I have to admit that I was hoping to see a different kind of story here, because about 1/4th into the game the game takes a different path, one that changes from 100% mystery into sci-fi (with still a fair bit of mystery, so don’t be disappointed !). I still liked the transition and I enjoyed the game way more than I thought I would.
There is a bit of gameplay integrated too, and even if you officially couldn’t call it that it’s what sets this game apart from other VNs. Occasionally the game will let you choose what to do and instead of just clicking on an option the game wants you to complete a small puzzle. You have a starting point and you have to connect the lines to the answer you want to give. It’s a system anyone who’s ever played a puzzle should be familiar with.

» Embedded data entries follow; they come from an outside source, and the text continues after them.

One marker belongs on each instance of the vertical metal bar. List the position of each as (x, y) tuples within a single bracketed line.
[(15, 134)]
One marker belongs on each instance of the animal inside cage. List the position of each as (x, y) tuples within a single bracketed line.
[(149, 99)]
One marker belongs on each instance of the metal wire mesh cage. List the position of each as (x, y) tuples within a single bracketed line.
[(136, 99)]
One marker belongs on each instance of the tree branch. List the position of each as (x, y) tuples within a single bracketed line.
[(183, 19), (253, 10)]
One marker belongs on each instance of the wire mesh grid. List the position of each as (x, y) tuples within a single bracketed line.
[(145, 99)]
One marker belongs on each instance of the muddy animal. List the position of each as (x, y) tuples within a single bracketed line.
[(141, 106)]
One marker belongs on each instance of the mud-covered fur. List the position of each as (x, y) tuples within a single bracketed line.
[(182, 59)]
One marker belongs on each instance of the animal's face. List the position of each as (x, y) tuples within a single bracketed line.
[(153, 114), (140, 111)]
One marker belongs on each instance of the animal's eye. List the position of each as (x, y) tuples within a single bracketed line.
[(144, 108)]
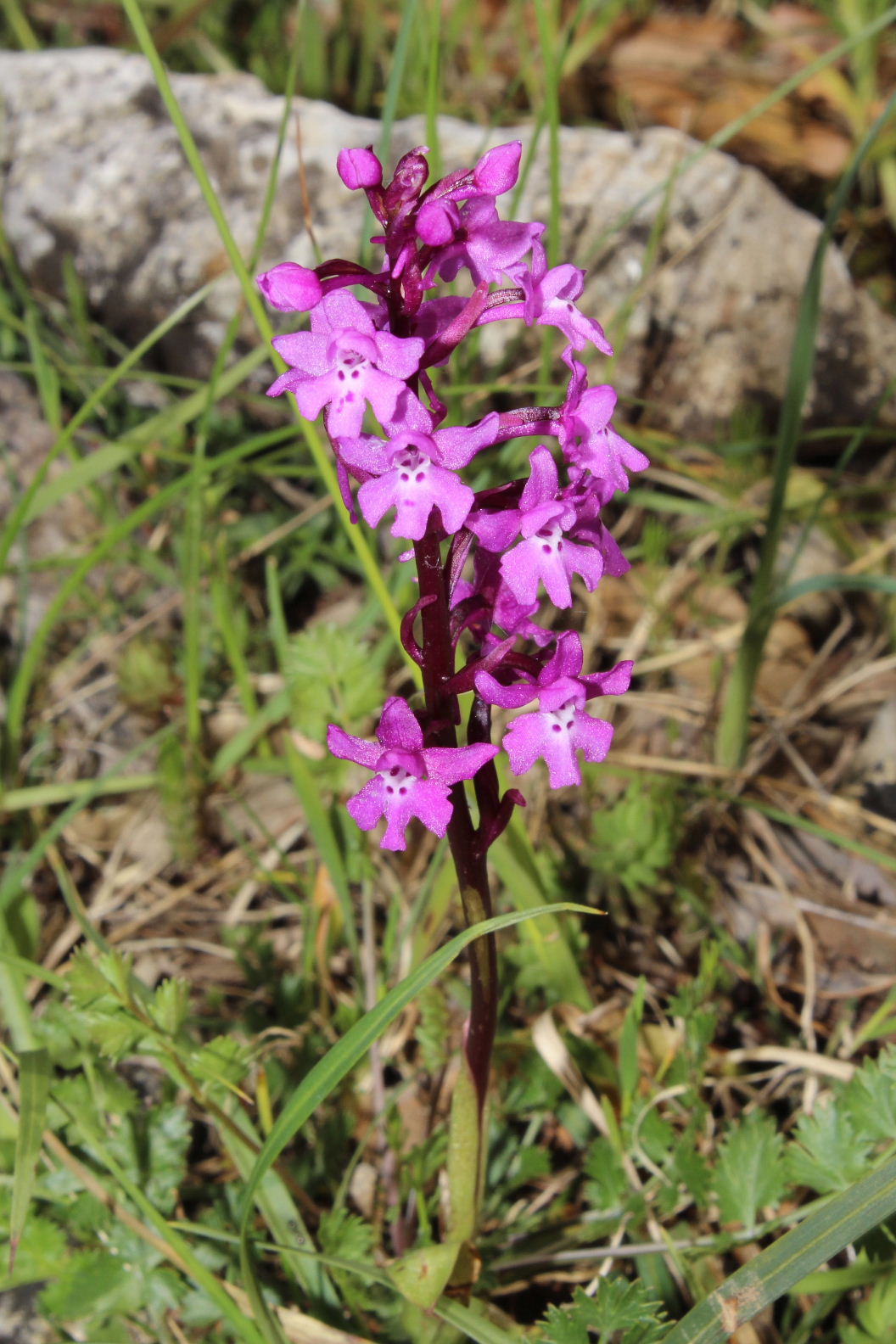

Visuals are quite important for a visual novel I think. You’re telling a story so you want people to connect with your characters. Unfortunately Date Warp has some mixed graphics. The graphics are sharp and have plenty of detail most of the times and the surroundings/areas are created with accurate details, but the characters themselves have, well, let’s say not-so-good designs (that’s one way to put it gently). It would be nice to see a VN with realistic looking characters for once but so far every VN I’ve encountered uses the same anime-style graphics. Which are usually fitting and don’t distract from the overall experience, as long as they’re drawn in a competent way. But no, I haven’t read tons of visual novels, so maybe I just haven’t looked good enough. Anyway, the character designs in Date Warp range from okay to good. They’re not bad, not at all, but they’re not great either. There are also a few animations here and there but nothing major and enough to give you a sense of looking at something more dynamic.
The music is subtle as are the little sound effects like thunder and rain. All that’s missing is voice acting, but that’s debatable. I, for one, didn’t miss it but I can understand if some people would.
Date Warp might not be the prettiest visual novel you’ll ever play but it’s definitely one with a lot of replay value. Its mysteriousness is what keeps it interesting and if you’re an avid reader you’ll definitely want to play through it several times to just make sense of it all.
If you’re not into visual novels, or at least not that much, then Date Warp would be a good starting point. It’s small enough so that anyone can finish it and you’ll instantly know if this genre is for you.
I am gladly recommending this in any case.